Abdulghani Memetemin, 40, was handed a nine-year jail term by the Intermediate People's Court in the Xinjiang city of Kashgar, according to a copy of the court judgement sent to RFA.
"Abdulghani Memetemin is accused of threatening the integrity of the state by separatist means, violating state secrets and sending them outside the country," the Kashgar court judgement said.
The judgement listed 18 counts of the charges against the former reporter for the Germany-based East Turkistan Information Center (ETIC), who was forced to work secretly and had warned ETIC that he was likely to be caught.
They included such news reports as the detention of a well-known Muslim cleric, discrimination against Uyghurs for adhering to Islamic religious practices by their employers, and an undercover trip to Central Asian countries by 20 Chinese State Security officers disguised as businessmen, it said.

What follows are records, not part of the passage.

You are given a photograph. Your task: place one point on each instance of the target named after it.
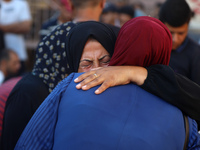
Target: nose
(96, 64)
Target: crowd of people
(145, 69)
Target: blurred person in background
(2, 43)
(5, 90)
(126, 13)
(110, 14)
(51, 66)
(185, 55)
(64, 15)
(9, 64)
(15, 21)
(156, 10)
(139, 9)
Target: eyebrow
(91, 60)
(103, 57)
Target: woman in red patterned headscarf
(142, 41)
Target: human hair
(126, 10)
(175, 12)
(85, 3)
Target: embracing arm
(174, 88)
(161, 81)
(18, 28)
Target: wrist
(138, 75)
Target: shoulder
(194, 45)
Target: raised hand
(111, 76)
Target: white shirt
(2, 77)
(12, 12)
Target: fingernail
(76, 80)
(84, 86)
(97, 91)
(78, 86)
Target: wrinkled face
(94, 55)
(178, 34)
(13, 65)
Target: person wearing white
(15, 20)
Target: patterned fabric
(51, 64)
(5, 90)
(104, 34)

The judgement also singled out Abdulghani Memetemin's translations into Chinese of key official speeches and news about oppression of Uyghurs, an issue of possibly even greater sensitivity for Beijing than the reporting of the pro-independence viewpoint overseas.
While the court found Abdulghani Memetemin guilty of violating secret state information, it said he could not be said to have threatened the integrity of the state. The judgement cited his helpful attitude and acceptance of the charges against him. Memetemin represented himself during the proceedings. His argument — that he had no separatist intentions &mdsah; was dismissed, according to the judgment.

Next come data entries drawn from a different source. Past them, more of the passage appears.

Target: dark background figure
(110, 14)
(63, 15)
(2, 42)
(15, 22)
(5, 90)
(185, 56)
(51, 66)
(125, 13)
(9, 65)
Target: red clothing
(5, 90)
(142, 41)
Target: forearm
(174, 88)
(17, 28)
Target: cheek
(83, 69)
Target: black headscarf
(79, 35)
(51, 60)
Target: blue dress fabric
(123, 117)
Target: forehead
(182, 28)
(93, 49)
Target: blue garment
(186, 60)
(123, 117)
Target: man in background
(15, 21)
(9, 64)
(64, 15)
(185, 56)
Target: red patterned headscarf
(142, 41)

It said the accused's assertion: "I admitted all my crimes and ask the court to consider this" was taken into consideration. But ETIC said he had been tortured at the hands of Chinese security officials.
"To claim that [Abdulghani Memetemin] disclosed the nation's secrets to people overseas and attempted to "split" the country is total slander," the East Turkistan Information Center (ETIC) said in a recent e-mail to Amnesty International forwarded to RFA's Uyghur service. "He never attended any political activities."
"According to our information, since he was arrested, he was inhumanly tortured by the Chinese government and his family members were banned from visiting him," ETIC said, calling for Abdulghani Memetemin's release.
The judgement concluded: "The crimes of the accused Abdulghani Memetemin are grave and the damage to the state secrecy is great and requires therefore a heavy punishment." Memetemin was sentenced to nine years in prison and "deprivation of political rights" for three years. The term of punishment ends in July 2011.
Human rights groups and Western governments routinely criticize China for its heavy-handed treatment of the Uyghur population in Xinjiang.
Beijing has backed the U.S.-led war on terror, and called for international support for its campaign against Uyghur separatists, whom it has branded terrorists.
China says Uyghurs seeking an independent Islamic state have killed 162 people and injured 440 others.
Uyghurs constitute a distinct, Turkic-speaking, Muslim minority in northwestern China and Central Asia. They declared a short-lived East Turkestan Republic in Xinjiang in the late 1940s, but have remained under Beijing's control since 1949.
According to a Chinese Government white paper, in 1998 Xinjiang comprised 8 million Uyghurs, 2.5 million other ethnic minorities, and 6.4 million Han Chinese-up from 300,000 Han in 1949. Most Uyghurs are poor farmers, and at least 25 percent are illiterate.